試合が佳境に入り、贔屓のチームが得点に絡むプレーともなると、サポーターの眼は当然のことピッチに注がれる。
すると、人間、そんな時は隙ができるもので、ミニスカ女性たちも周囲の眼なぞを警戒するはずもなかった。
そこが「出歯亀」の狙い目だった。
マサが何人目かの女性にターゲットを絞り、オートフォーカスがジャスト・ピントになった時。
その膝元から上半身にレンズをパンさせて
(どれ、お顔を拝見…)
と、確認しようとした時だった。
気付くはずのない女が、こちらをギロリと睨んだ。
その眼は、すべてを見抜いてるようであり、そればかりか、その口元は同じ言葉を何度も発していた。
唇の動きは…
「しね・・・。シネ・・・。死ね…」
マサは、さぞかしビビッたんだろうが、すぐには眼を離せなかったようだ。
むしろ、眼が釘付けになっていると、次の瞬間、女はニンマリと笑みを浮かべながら、首をギリリと直角にねじり始めた。
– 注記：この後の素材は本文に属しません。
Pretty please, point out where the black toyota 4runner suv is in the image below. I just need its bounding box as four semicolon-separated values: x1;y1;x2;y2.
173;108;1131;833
マサは、ゾッとして、こわ張った指が無意識に動画のスイッチを押していた。
…噺は、それでオワリである。
マサは、翌朝、首の骨を折って、布団の中で死んでいた。
「死因」はハッキリしてるが、何故その首が九十度もねじれていたのか、司法解剖でも判らなかったという。
カレンは、兄の遺品の整理で、偶然、その動画を見てしまった。
彼女だけが、兄の死の真相を識ったのである。
それ以来、彼女は不眠症に陥り、わずかでもウトウトすると、あの女のねじれた顔が眼前に迫って来るという。
カレンは、ぽそりとひと言、
「わたしも、殺される・・・」
と言って泣いた。
オレとトモヤは、彼女が持参した遺品の動画を、どうしても見ることができなかった。